Die Intention der (zugegeben: verkürzten) Darstellung Krugmans geht zurück auf Parallelen zu Texten, die hier unter kg.de eingestellt sind. Es kann nicht der Sinn gewesen sein, seitenweise "The Return ..." zu referieren. Wen es interessiert, der wird zum Buch oder einem vergleichbaren Werk greifen. Dennoch seien mir einige Randnotizen erlaubt:

"Neoliberalismus" (ob mit, ob ohne Bindestrich) nennt sich eine wirtschaftspolitische und zugleich sozialphilosophische Lehre einer liberalen Wettbewerbsordnung, die in der frühen Beerde mit Namen wie Röpke und Eucken von wissenschaftlicher, mit Müller-Armack (Staatssekretär) und Ludwig Erhard (Wirtschaftsminister, Bundeskanzler) verbunden waren und als "Soziale Marktwirtschaft" in die Geschichte einging. Diese Ordoliberalen betrachteten den Staat als Garanten des Wettbewerbs wie auch für den sozialen Ausgleich ("Sozialstaat"). Seit den 80-er Jahren wird eben dieser "rheinische" Kapitalismus aufgeweicht unterm Vorwand der Globalisierung. Seitdem setzt(e) sich auch hier die "Chicagoer" Schule durch, auch eine neoliberale Gruppierung, die allerdings jeden staatlichen Eingriff in die Wirtschaft ablehnt(e) - bis gerade eben, eben.

Diese Schule lässt sich an den Namen Hayek und Friedman auf wissenschaftlicher Seite festmachen und erhielt 1974 (H.) und 1976 (F.) mit der Verleihung des Nobelpreises quasi priesterliche Weihen und sollte bis zur Jahrtausendwende zum Religionsersatz werden. Die Lehre wird als "Monetarismus" bezeichnet und die Gegner Keynes (z. B. wie der antizyklischen Fiskalpolitik) seztten sich durch. In Anlehnung an die Klassik (!) geht der Monetarismus von einem stabilen Sektor in der Marktwirtschaft aus, den staatliche Steuerung nur stören könnte. Diese "Steuerungsschocks" hat der Staat darum zu unterlassen und um eine stetige Entwicklung langfristigen realen Wachstums ohne Inflation zu sichern hat er eine am Produktionspotential orientierte Geldmengenpolitik zu betreiben.

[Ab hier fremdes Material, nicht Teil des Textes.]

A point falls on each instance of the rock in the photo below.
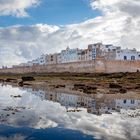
(28, 78)
(1, 80)
(122, 90)
(10, 80)
(60, 86)
(114, 85)
(20, 83)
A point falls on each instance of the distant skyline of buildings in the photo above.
(92, 52)
(97, 106)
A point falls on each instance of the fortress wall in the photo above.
(97, 66)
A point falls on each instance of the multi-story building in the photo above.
(127, 54)
(69, 55)
(51, 59)
(94, 51)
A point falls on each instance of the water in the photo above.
(35, 114)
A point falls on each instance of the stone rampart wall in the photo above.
(94, 66)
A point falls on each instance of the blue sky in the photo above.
(54, 12)
(29, 28)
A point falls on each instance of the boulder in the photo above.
(28, 78)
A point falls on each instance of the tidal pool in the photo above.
(35, 114)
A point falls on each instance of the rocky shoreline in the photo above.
(86, 83)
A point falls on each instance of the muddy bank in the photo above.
(88, 83)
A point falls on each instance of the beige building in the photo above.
(51, 59)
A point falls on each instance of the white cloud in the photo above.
(16, 7)
(118, 24)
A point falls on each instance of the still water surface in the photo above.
(35, 114)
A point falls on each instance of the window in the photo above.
(125, 57)
(132, 57)
(124, 101)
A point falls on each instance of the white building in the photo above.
(69, 55)
(42, 60)
(127, 104)
(127, 54)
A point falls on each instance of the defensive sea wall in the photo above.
(94, 66)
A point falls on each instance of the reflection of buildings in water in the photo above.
(98, 106)
(127, 104)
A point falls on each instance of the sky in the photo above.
(29, 28)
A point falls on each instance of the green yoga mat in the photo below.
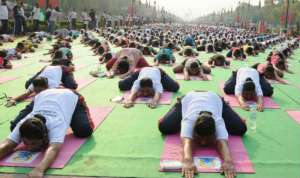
(128, 144)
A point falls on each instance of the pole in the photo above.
(287, 14)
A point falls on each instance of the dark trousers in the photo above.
(266, 87)
(36, 25)
(4, 27)
(167, 82)
(171, 122)
(24, 25)
(81, 123)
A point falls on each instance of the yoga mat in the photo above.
(166, 99)
(294, 115)
(231, 99)
(7, 79)
(276, 82)
(84, 82)
(173, 151)
(181, 77)
(69, 148)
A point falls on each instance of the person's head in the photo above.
(101, 50)
(123, 66)
(164, 57)
(146, 87)
(248, 91)
(20, 47)
(188, 52)
(3, 53)
(270, 72)
(194, 68)
(58, 55)
(40, 84)
(34, 133)
(204, 129)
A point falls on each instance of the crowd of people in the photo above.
(22, 16)
(200, 116)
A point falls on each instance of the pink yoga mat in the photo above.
(7, 79)
(294, 115)
(84, 82)
(166, 99)
(173, 151)
(276, 82)
(69, 148)
(231, 99)
(181, 77)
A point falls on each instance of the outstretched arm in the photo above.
(227, 168)
(242, 103)
(188, 166)
(6, 147)
(22, 97)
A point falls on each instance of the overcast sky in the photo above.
(189, 9)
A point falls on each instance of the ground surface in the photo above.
(128, 143)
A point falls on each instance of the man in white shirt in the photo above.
(35, 17)
(53, 76)
(4, 17)
(149, 82)
(44, 124)
(204, 118)
(246, 84)
(73, 18)
(55, 14)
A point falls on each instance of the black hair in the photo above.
(3, 53)
(188, 52)
(58, 55)
(195, 65)
(34, 128)
(205, 125)
(20, 45)
(146, 82)
(101, 50)
(40, 82)
(249, 85)
(123, 66)
(164, 57)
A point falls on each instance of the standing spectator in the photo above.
(35, 17)
(18, 19)
(48, 15)
(53, 19)
(23, 18)
(4, 17)
(73, 17)
(85, 19)
(92, 15)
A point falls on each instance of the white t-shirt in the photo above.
(36, 13)
(194, 103)
(54, 15)
(73, 15)
(57, 106)
(11, 53)
(53, 74)
(3, 12)
(149, 72)
(242, 75)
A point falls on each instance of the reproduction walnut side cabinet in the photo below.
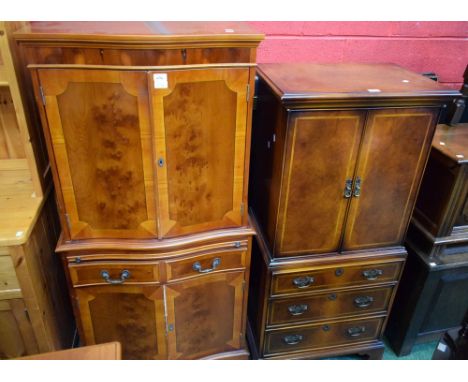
(433, 295)
(148, 130)
(35, 312)
(338, 155)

Spätestens mit Maggie Thatcher im UK (1979) und Reagan (!) in den USA (1981) hatte die Theorie sich politisch durchgesetzt, nimmt die Behauptung, Reaganomics wäre eher Keynes (statt wem oder was?), komödiantische Züge an. Berater Reagans war jener Alan Greenspan, der ab 1987 Vorsitzender sowohl des Federal Open Market Committee - des wichtigsten geldpolitischen Trägers der USA - sowie der US-amerikanischen Notenbank, mit dem der Neoliberalismus zur Heilsbotschaft mutierte und der "rheinische" Kapitalismus zur "Neuen Sozialen Marktwirtschaft" verkümmerte, in der nicht nur die soziale Komponente der Ideen Euckens & Co. verschütt' geht, sondern der Sozialstaat gleich mit abgeschafft wird.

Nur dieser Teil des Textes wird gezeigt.